Le plombier refuse cette version des faits. Il assure avoir respecté l’ensemble des consignes et maintient avoir prévenu ses supérieurs dès que l’accident s’est produit. Direction : le Conseil de prud’hommes.
La justice donne raison au salarié
Un licenciement jugé infondé
Les juges prud’homaux ont analysé l’ensemble du dossier et rendu leur verdict : le licenciement est sans cause réelle et sérieuse. L’institution estime que le professionnel ne peut être tenu responsable d’une situation qu’il ne pouvait anticiper.
Le tribunal a également reconnu que l’artisan avait bien tenté de joindre sa hiérarchie le jour même de l’électrisation. Un élément déterminant dans la décision finale.
Des indemnités substantielles à verser
L’employeur devra s’acquitter d’une somme totale de 37 121 euros d’indemnités au profit de l’ancien salarié.

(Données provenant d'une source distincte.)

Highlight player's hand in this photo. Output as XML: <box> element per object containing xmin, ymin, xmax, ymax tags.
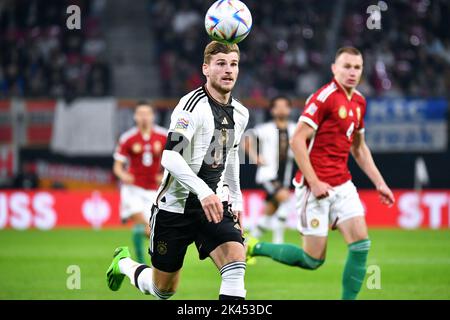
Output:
<box><xmin>377</xmin><ymin>184</ymin><xmax>395</xmax><ymax>207</ymax></box>
<box><xmin>310</xmin><ymin>180</ymin><xmax>333</xmax><ymax>199</ymax></box>
<box><xmin>256</xmin><ymin>156</ymin><xmax>266</xmax><ymax>166</ymax></box>
<box><xmin>233</xmin><ymin>210</ymin><xmax>244</xmax><ymax>236</ymax></box>
<box><xmin>201</xmin><ymin>194</ymin><xmax>223</xmax><ymax>223</ymax></box>
<box><xmin>120</xmin><ymin>172</ymin><xmax>134</xmax><ymax>184</ymax></box>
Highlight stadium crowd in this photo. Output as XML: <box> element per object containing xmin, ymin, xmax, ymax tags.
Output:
<box><xmin>149</xmin><ymin>0</ymin><xmax>450</xmax><ymax>97</ymax></box>
<box><xmin>0</xmin><ymin>0</ymin><xmax>111</xmax><ymax>98</ymax></box>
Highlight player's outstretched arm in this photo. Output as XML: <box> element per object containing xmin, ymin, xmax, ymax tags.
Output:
<box><xmin>113</xmin><ymin>160</ymin><xmax>134</xmax><ymax>184</ymax></box>
<box><xmin>351</xmin><ymin>132</ymin><xmax>395</xmax><ymax>206</ymax></box>
<box><xmin>290</xmin><ymin>121</ymin><xmax>333</xmax><ymax>199</ymax></box>
<box><xmin>161</xmin><ymin>150</ymin><xmax>223</xmax><ymax>223</ymax></box>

S’ajoutent à cela 2 000 euros pour couvrir les frais de justice engagés.
La décision prévoit également le remboursement des allocations chômage perçues par le plombier, dans la limite maximale de six mois.
Une demande rejetée sur le volet sécurité
Malgré cette victoire, le professionnel n’a pas obtenu gain de cause sur tous les points. Sa demande de dommages et intérêts pour manquement de l’employeur à son obligation de sécurité a été rejetée.
Les magistrats ont estimé que l’entreprise ne pouvait être tenue responsable d’une installation électrique non conforme dont elle ignorait l’existence. Un argument qui a convaincu le conseil de prud’hommes sur ce point précis.